CHP olağanüstü kurultayı: Nasıl sonuçları oldu?
7 Nisan 2025CHP'de Özgür Özel'in yeniden genel başkan seçildiği olağanüstü kurultayın ardından iktidar ile muhalefet arasında "cuntacılık" tartışmaları alevlenirken, kurultaydan daha da güç kazanarak çıkan Özel'in toplumsal muhalefeti devam ettirmesi bekleniyor.

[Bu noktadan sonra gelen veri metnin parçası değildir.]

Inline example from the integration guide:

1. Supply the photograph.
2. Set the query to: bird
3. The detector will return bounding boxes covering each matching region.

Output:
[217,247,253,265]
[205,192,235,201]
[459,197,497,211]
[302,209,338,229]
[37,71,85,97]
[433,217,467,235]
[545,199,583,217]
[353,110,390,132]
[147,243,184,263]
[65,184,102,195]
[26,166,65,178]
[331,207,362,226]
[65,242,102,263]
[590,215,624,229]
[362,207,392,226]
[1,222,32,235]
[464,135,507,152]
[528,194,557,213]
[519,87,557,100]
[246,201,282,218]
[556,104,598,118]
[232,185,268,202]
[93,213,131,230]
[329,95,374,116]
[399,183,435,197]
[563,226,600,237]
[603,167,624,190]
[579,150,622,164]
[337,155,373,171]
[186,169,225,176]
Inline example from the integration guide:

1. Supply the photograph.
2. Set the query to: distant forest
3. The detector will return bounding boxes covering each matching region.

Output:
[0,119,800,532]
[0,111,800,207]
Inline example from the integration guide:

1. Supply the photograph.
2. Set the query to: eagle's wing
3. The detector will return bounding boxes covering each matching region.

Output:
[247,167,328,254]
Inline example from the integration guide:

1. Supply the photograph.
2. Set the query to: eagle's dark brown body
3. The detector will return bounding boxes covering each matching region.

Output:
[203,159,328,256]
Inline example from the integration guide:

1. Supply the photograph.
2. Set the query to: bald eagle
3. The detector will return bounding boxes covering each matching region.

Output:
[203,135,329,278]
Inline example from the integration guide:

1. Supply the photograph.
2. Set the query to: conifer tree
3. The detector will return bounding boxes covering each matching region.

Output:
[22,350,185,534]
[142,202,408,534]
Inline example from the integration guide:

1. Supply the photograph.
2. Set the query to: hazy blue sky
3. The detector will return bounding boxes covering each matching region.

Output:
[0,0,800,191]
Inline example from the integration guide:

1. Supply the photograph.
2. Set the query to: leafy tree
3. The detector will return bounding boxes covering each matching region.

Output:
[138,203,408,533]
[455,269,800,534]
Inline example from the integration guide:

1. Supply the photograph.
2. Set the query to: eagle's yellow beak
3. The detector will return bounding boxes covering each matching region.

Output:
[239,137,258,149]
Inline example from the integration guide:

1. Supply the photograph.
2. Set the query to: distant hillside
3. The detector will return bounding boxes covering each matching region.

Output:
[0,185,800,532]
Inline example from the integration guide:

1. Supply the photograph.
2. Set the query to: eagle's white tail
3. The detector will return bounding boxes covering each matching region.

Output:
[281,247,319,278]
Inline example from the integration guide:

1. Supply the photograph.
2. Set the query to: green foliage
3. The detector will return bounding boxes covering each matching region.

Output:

19 Mart'ta İstanbul Büyükşehir Belediye (İBB) Başkanı Ekrem İmamoğlu'nun gözaltına alınmasıyla başlayan süreçte bir önceki kurultay nedeniyle partiye kayyum atacağına dair risk gören CHP yönetimi olağanüstü kurultay kararı almıştı.
Ankara'da Nazım Hikmet Kültür Merkezi'nde dün gerçekleşen 21'inci Olağanüstü Kurultay'da Özgür Özel yeniden genel başkan seçilirken, partinin yeni yönetimi de belli oldu.
Kurultayda 60 kişilik Parti Meclisi (PM) ile 15 kişilik Yüksek Disiplin Kurulu (YDK) üyeleri belirlenirken, PM'nin 8 üyesi Bilim Kültür Sanat Platformu (BKSP) listesinden seçildi.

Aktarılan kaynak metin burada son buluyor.